何をするにも険しいほうの道を選び、その頂点に挑みたくなってしまう困った性格だと笑う彼女にとって、F1の世界を目指すことは自然な成り行きだったという。しかし、エンジニアとしての仕事は、時に1日じゅう人と会話せずに作業に没頭する日々で、思い描いていた夢とのギャップに苦労することになる。英国で5年ほど過ごした後、体調を崩した不運も重なり、退職してオーストラリアに帰る決断をした。
英国勤務時には出張でたびたびフランスを訪れ、街角のベーカリーで過ごす朝のひと時が至福だったというKateは、オーストラリアに帰国後、パンへのちょっとした興味から、メルボルンのベーカリーで職を見つける。そこからのスピード感が彼女らしいが、ベーカリーでの仕事に夢中になり、パンづくりを学ぶためにすぐにパリへ渡り、本場で生地の製法を学ぶ。そこで、繊細なクロワッサンづくりには温度や時間の管理が必要で、実験を繰り返したエンジニア時代の考え方が役立つことに気づいた。また、パリでの修行後に、メルボルンにはおいしいコーヒーは数多くあるが、本当においしいクロワッサンがないことから、自らクロワッサンをつくることに思い至ったという。
早朝4時から行列ができる人気店
パリで学んだことをベースに試行錯誤を重ね、自分だけのクロワッサンづくりを完成させたKateは、2012年にメルボルン郊外のエルウッドに小さなクロワッサン専門店「LUNE」を開業。小売りではなく、カフェにクロワッサンを卸す商売がメインで、店名はクロワッサンの形の三日月型に由来する。
精魂込めて焼いた彼女のクロワッサンは即座に人気となり、LUNEの快進撃が始まる。1年後には、当時別の場所でカフェを営んでしていた弟のキャメロンが加わり、10坪もない店舗ながら店内の一角でコーヒーを提供し、クロワッサンの直売を開始。
すると噂が噂を呼び、行列のできる有名店になり、8時開店の店に早朝4時から人が並ぶほどの事態に。行列に並ぶことが一般的でないこのメルボルンでの“4時間待ち”に当時の過熱ぶりがうかがえる。増え続ける顧客に対応するため、クロワッサンの卸し先として付き合いのあった敏腕飲食店オーナーのNathan Tolemanに移転先を相談し、空き家だった約400㎡の倉庫と出会う。文化的な感度の高いフィッツロイに位置するこの空間との出会いが、LUNEを次のステージへと引き上げることになった。
新店の開業に向けて、Kate、Cameronの兄弟は、Nathanを3人目のディレクターとして迎え、同時にメルボルンを拠点とするクリエイティブエージェンシーのA Friend of Mineに依頼してブランディングを一新。
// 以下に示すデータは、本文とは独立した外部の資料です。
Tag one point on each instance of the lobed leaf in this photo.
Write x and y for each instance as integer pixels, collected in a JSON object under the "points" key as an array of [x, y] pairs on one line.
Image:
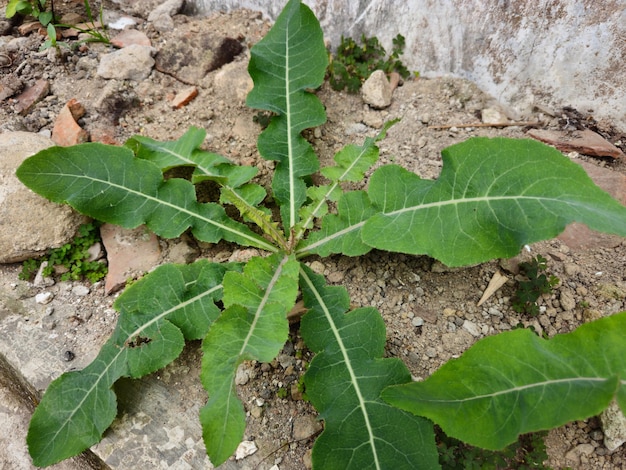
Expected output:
{"points": [[287, 62], [109, 184], [157, 314], [493, 196], [186, 152], [344, 381], [253, 326], [341, 232], [517, 382]]}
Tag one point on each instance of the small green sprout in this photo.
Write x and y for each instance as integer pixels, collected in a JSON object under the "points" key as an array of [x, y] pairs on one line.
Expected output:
{"points": [[352, 64], [538, 283]]}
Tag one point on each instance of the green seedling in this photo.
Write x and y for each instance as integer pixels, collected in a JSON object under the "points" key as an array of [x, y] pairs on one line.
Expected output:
{"points": [[528, 292], [353, 63], [72, 258], [492, 197], [35, 8]]}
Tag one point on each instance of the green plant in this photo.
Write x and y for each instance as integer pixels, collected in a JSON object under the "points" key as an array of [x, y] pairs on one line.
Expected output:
{"points": [[352, 64], [492, 197], [96, 34], [35, 8], [528, 292], [73, 257]]}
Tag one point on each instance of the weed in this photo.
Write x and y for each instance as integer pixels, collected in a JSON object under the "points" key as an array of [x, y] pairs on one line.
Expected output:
{"points": [[72, 258], [528, 292], [374, 415], [353, 64]]}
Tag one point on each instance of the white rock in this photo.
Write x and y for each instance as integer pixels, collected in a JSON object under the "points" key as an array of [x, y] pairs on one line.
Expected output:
{"points": [[80, 290], [44, 298], [245, 449], [613, 426], [376, 90], [133, 62], [29, 224]]}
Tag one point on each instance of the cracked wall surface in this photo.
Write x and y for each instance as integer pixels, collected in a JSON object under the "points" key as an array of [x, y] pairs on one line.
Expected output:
{"points": [[522, 52]]}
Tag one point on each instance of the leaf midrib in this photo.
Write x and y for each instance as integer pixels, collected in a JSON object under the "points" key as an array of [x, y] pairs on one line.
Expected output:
{"points": [[123, 350], [259, 241], [346, 360]]}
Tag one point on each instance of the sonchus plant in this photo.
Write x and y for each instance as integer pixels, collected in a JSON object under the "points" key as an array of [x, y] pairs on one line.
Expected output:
{"points": [[493, 196]]}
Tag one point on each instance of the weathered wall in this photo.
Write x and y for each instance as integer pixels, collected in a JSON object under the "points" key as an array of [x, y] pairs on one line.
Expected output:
{"points": [[549, 52]]}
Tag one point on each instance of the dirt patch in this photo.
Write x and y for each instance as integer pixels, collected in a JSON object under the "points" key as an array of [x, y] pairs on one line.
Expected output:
{"points": [[430, 311]]}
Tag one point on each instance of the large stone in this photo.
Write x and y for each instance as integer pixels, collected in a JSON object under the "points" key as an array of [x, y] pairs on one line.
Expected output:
{"points": [[376, 90], [29, 224]]}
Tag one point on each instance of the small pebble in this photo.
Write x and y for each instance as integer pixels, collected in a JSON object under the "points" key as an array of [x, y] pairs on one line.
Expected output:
{"points": [[44, 298], [80, 290]]}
フィッツロイ店は満を持して2015年にオープンした。そのおいしさでカルト的な人気だったLUNEは、メルボルンで一度は訪れたい、洗練された店舗としての名声を確立するに至った。
生地づくりを見せるオープンキッチン
フィッツロイ店を訪れてまず驚かされるのが、広々とした空間の使い方と、店舗中央にある近未来的なガラスキューブ型のオープンキッチンだ。
その設計について尋ねると「基本的なデザインは私とCameron、Nathanの3人で考えました。ガラスキューブのアイデアは、Cameronと私が見た、古びた倉庫の中にガラス製のモダンな金庫室がある映画のシーンからインスピレーションを得たものです。もし、ベーカリーに見えないような倉庫の中央にピカピカのガラス張りのキッチンがあったらどんなに素敵だろうって盛り上がったの」。
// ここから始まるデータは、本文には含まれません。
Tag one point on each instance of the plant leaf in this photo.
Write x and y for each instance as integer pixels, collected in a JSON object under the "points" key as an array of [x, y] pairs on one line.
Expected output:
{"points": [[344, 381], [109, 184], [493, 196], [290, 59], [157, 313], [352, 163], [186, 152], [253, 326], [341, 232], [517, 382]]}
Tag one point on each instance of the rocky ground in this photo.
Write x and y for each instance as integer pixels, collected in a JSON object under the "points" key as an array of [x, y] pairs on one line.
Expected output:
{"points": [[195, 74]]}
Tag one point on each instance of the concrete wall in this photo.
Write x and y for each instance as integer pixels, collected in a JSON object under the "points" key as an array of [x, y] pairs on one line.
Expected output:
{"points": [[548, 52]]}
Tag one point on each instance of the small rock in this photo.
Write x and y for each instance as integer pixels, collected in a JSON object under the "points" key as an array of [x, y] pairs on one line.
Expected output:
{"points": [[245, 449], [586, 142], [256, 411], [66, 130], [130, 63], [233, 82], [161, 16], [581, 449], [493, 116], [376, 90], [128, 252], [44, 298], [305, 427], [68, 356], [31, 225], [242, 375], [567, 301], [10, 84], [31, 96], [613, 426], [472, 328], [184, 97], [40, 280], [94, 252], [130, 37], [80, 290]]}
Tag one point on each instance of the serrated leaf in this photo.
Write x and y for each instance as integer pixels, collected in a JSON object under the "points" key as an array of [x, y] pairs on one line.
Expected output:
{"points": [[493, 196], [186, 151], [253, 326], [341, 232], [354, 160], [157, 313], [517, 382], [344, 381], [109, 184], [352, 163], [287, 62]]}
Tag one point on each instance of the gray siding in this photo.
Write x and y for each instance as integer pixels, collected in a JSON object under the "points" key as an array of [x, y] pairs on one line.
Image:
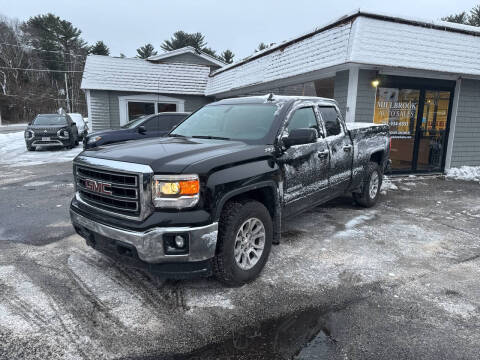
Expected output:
{"points": [[341, 90], [100, 108], [365, 96], [105, 107], [466, 143]]}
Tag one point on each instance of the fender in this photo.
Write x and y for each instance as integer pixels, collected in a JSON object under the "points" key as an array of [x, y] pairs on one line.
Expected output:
{"points": [[277, 208]]}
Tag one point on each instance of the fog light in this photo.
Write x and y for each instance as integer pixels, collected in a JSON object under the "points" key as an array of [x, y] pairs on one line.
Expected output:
{"points": [[179, 241], [176, 244]]}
また、多くのベーカリーではオーブンや仕上げのプロセスを店頭で見せるが、オーブンは奥に隠し、生地づくりの工程を見せることにした点にもLUNEのアイデンティティが表れている。
「私たちのこだわりであるクロワッサンの生地づくりを見せるために、完璧に温度管理できるガラス張りのキッチンを設けました。アイコニックな天井の放射線状の照明は、実は持ち帰り用紙箱のベンチレーションの形状をもとにしています。生地づくりをあえて見せたのは、プレーンクロワッサンで5.9豪ドル(約470円)、季節のメニューで11ドル(約900円)と、決して安価ではない私たちのクロワッサンを納得して買ってもらうために、多くの職人の手で丁寧につくっていることを知っていただきたいという意図もありました」。
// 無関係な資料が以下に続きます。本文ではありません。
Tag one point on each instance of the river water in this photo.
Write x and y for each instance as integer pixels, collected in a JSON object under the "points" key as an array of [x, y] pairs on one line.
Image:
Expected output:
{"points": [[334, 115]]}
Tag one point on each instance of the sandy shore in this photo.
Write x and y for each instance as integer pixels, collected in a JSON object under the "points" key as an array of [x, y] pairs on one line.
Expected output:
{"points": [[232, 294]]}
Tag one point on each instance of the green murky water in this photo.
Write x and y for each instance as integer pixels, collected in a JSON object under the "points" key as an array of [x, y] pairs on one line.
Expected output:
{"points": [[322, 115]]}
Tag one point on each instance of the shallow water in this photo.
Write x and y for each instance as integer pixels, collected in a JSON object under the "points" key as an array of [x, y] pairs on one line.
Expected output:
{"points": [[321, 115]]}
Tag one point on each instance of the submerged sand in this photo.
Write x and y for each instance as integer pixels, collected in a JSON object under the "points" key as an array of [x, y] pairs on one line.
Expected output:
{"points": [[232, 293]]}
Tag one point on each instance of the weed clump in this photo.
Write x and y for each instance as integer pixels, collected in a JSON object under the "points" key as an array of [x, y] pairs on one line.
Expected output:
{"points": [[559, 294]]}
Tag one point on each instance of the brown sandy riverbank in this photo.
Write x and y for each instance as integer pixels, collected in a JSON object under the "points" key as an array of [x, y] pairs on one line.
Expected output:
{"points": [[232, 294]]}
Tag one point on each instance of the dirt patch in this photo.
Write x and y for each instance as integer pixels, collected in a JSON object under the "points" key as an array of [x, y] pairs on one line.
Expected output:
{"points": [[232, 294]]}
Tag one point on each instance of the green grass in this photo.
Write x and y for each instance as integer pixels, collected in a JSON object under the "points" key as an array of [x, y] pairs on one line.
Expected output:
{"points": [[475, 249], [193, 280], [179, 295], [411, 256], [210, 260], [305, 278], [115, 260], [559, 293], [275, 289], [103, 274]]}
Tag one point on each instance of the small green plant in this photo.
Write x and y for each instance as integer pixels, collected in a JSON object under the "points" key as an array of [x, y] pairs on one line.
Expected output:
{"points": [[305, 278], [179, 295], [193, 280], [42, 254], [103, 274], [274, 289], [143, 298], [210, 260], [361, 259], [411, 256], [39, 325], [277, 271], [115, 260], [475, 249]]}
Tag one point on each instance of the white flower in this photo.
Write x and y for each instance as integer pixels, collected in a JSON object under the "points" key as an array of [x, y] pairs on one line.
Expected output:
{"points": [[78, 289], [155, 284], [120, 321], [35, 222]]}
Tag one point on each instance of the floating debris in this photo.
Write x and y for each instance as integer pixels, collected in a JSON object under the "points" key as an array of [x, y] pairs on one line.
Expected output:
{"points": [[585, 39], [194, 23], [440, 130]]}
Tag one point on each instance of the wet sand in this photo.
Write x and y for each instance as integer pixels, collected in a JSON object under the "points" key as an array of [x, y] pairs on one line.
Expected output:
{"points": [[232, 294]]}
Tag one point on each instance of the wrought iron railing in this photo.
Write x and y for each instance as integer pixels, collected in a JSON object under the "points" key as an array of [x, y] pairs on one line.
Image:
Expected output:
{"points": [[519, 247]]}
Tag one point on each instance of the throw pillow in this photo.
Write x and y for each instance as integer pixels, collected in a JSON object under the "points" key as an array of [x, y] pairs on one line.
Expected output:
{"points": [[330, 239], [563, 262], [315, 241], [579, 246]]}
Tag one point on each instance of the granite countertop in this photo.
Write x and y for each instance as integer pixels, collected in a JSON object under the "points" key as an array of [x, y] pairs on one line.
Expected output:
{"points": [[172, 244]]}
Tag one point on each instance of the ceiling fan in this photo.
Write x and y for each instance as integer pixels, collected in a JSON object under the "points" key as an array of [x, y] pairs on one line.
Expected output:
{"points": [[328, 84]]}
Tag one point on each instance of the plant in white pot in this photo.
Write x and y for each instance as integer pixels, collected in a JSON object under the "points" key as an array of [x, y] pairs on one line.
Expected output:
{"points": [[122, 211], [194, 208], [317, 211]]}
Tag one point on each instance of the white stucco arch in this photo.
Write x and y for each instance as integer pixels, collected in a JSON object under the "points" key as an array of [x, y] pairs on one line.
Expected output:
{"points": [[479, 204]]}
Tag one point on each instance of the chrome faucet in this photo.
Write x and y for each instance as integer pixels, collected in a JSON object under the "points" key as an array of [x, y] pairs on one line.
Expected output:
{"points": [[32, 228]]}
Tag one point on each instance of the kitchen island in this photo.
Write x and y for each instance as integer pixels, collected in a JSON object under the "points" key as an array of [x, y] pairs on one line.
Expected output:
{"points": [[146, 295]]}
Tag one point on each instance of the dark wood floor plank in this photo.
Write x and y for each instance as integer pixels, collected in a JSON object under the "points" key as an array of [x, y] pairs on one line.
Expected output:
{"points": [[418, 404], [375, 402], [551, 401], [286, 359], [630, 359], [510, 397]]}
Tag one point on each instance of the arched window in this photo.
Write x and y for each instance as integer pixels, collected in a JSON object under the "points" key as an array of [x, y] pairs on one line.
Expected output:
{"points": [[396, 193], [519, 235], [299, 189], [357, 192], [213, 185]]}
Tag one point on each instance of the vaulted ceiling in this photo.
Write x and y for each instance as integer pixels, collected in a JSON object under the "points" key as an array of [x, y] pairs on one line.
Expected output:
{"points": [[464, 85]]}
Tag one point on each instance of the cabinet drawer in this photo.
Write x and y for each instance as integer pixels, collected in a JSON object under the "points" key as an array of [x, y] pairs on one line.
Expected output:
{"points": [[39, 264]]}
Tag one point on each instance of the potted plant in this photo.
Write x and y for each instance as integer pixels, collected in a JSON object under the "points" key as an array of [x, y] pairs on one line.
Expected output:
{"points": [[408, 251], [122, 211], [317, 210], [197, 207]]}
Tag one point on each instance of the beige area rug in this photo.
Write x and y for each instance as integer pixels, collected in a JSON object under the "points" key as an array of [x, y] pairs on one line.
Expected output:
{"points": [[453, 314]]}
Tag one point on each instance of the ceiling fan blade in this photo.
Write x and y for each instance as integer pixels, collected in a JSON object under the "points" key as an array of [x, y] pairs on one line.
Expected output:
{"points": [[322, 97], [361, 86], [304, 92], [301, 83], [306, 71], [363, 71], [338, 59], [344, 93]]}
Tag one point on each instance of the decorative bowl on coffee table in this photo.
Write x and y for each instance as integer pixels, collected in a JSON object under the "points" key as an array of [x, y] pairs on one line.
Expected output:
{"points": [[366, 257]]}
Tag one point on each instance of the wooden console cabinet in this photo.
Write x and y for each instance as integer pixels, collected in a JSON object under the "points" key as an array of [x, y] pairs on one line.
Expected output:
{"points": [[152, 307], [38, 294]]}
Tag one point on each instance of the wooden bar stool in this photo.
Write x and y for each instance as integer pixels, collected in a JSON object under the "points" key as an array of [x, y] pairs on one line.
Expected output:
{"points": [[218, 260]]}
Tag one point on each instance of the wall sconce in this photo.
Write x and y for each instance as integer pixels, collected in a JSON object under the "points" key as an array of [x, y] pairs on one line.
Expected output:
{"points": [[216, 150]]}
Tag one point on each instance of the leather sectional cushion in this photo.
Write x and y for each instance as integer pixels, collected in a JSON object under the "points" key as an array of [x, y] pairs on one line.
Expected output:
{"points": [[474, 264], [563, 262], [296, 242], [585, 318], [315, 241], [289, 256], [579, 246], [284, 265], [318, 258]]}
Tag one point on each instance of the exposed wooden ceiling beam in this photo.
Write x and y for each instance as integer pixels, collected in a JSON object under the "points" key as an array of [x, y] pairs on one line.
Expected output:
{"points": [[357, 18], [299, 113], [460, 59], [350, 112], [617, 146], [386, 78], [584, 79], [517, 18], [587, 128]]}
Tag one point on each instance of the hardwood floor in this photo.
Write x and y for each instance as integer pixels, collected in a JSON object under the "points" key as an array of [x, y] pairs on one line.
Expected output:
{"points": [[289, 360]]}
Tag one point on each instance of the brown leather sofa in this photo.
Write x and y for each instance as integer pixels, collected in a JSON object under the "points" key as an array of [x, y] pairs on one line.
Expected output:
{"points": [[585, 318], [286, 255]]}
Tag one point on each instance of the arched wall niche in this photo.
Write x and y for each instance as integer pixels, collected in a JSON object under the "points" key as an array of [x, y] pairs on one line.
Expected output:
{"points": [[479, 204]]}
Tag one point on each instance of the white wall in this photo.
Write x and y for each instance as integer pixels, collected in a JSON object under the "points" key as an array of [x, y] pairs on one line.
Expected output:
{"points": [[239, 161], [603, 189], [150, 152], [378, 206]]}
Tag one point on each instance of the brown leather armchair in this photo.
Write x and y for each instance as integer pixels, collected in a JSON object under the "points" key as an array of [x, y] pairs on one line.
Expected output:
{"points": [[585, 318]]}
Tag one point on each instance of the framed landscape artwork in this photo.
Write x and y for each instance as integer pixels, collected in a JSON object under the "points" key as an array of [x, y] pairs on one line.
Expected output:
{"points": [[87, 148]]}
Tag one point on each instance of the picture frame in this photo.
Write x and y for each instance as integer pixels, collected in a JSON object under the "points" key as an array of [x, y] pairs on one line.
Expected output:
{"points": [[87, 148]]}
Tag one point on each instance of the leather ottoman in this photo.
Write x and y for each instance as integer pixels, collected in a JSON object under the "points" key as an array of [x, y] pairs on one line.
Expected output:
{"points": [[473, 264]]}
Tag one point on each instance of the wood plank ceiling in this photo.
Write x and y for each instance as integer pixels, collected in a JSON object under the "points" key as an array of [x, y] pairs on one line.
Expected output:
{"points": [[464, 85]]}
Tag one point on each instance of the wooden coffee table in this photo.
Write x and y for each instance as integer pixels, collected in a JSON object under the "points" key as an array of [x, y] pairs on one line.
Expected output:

真剣に生地をカットし、クロワッサンを整形していく職人たちの手さばきは美しく、写真を撮る顧客らがその姿に見入っているのはいつものことだ。
スタッフがつくり上げたフィロソフィー
この10月には、シティ中心部へ2号店の出店を果たした。「エルウッドでコーヒーを提供し始めたときと同じように、シティで忙しく働く多くの人に、焼きたてのクロワッサンとコーヒーで最高のひと時を提供したい、という思いから1年半前に計画を始めました。私たちは過剰なデザインは好きではないので、機能的でかつ本店の気配を感じられるような居心地のよい店になっています。クロワッサンを見せるアートギャラリーのような感じがするかもしれませんね」。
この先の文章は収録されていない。